HP made a conscious decision to announce the Samsung printer business acquisition and its new A3 portfolio at the partner conference surrounded by the extended HP partner family that has supported the company for many years, said Weisler.

[Related: HP Tears Into Copier Market With Game Changing A3 Portfolio, Lowers Color Cost By 40 Percent]

"This isn't just our acquisition, it is your acquisition because it is an investment in all of you," said Weisler, drawing thunderous applause from partners at the Boston Convention Center. "Our job is to provide you with the arsenal to be able to go out into the marketplace and win with confidence."

The Samsung acquisition provides HP with critical A3 intellectual property including the laser engine that is the heart of the HP A3 portfolio that was formally launched by Weisler on Monday. HP, in fact, has been working closely with Samsung, which already has an A3 lineup, for the last nine months on the new HP A3 portfolio.
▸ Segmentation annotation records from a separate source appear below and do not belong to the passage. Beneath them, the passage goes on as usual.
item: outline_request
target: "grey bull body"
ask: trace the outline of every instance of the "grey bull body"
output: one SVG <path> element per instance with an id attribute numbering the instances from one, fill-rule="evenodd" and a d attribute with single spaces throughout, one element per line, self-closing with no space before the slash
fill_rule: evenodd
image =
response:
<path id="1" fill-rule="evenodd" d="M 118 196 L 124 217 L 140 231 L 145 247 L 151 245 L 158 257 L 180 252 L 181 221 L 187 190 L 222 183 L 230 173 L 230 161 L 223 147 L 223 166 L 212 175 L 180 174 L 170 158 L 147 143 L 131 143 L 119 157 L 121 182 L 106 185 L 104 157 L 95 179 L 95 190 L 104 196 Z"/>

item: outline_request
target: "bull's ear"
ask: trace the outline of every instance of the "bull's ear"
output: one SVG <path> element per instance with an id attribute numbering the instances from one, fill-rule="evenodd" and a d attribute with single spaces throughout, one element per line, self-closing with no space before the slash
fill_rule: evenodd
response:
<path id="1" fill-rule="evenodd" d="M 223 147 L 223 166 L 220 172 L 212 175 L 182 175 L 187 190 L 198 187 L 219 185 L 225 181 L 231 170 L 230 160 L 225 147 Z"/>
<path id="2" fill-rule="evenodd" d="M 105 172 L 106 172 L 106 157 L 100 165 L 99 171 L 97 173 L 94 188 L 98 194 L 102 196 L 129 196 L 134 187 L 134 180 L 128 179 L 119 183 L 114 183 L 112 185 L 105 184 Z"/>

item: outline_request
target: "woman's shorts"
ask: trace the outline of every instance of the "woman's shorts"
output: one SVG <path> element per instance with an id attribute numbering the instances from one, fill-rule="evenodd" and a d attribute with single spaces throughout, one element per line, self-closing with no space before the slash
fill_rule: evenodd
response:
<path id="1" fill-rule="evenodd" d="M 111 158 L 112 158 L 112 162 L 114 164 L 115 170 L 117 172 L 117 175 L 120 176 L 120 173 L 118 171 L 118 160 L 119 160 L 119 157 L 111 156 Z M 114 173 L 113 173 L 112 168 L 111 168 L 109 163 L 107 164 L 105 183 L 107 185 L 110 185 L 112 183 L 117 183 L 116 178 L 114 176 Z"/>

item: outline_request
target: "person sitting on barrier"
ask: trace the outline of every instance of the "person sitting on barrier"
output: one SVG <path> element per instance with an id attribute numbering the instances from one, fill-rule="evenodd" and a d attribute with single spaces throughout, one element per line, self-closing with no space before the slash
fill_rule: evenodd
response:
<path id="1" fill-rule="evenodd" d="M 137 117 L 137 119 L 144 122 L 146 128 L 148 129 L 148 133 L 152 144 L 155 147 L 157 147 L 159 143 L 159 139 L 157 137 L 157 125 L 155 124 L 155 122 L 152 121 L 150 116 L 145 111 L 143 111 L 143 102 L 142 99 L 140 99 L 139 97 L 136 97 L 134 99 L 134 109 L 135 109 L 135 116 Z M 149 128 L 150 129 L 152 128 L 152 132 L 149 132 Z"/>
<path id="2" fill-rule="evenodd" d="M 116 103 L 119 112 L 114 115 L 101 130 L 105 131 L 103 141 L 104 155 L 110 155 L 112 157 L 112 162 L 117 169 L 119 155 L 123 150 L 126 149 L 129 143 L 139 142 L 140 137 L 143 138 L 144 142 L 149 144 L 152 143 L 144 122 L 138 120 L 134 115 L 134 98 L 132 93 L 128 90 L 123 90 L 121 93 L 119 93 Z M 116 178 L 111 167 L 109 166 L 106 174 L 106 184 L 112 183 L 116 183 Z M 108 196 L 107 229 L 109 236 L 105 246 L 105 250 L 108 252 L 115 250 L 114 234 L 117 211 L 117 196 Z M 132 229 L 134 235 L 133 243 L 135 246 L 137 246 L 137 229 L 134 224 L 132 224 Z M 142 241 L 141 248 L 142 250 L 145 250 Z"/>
Approximately 6,000 Samsung employees, including 2,000 engineers and 1,000 sales reps, will move to HP when the deal is closed over the next year. It also includes more than 6,500 Samsung patents.

The deal opens the door to a whopping $55 billion market opportunity where HP has less than five percent market share compared to its dominant position in the A3 market where it holds a 40 percent market share, said Weisler.

"Forty percent and five percent, something is wrong with this picture and we are going to fix it," he said rallying partners to the A3 opportunity. "Until today no one had a differentiated solution to attack that market."

Samsung brings a "compelling, disruptive A3 portfolio" that HP combines with its number one position in the printer market, said Weisler. "We couple that with our expertise in security and management assets and an unmatched partner network, unmatched distribution strength, all of you here in the room, and the future is what we decide to make it," he said.

Weisler said the new 16 product-strong A3 lineup, which is priced from $3,000 to $20,000 and is slated to ship starting next March, is aimed at delivering a more profitable business model for partners.

"With the industry's most complete lineup of A3 and A4 print solutions this extends your opportunity to grow your managed print services business with us," he said. "Today partner led managed print services is the fastest growing business in all of HP."

Partners, for their part, said the A3 portfolio, which includes both HP PageWide and LaserJet offerings, spells trouble ahead for copier stalwarts like Xerox, Ricoh and Konica Minolta. They expect the new HP A3 lineup to tear apart the copier market with a portfolio that promises 40 percent lower costs for color and a market-shattering lower cost of service.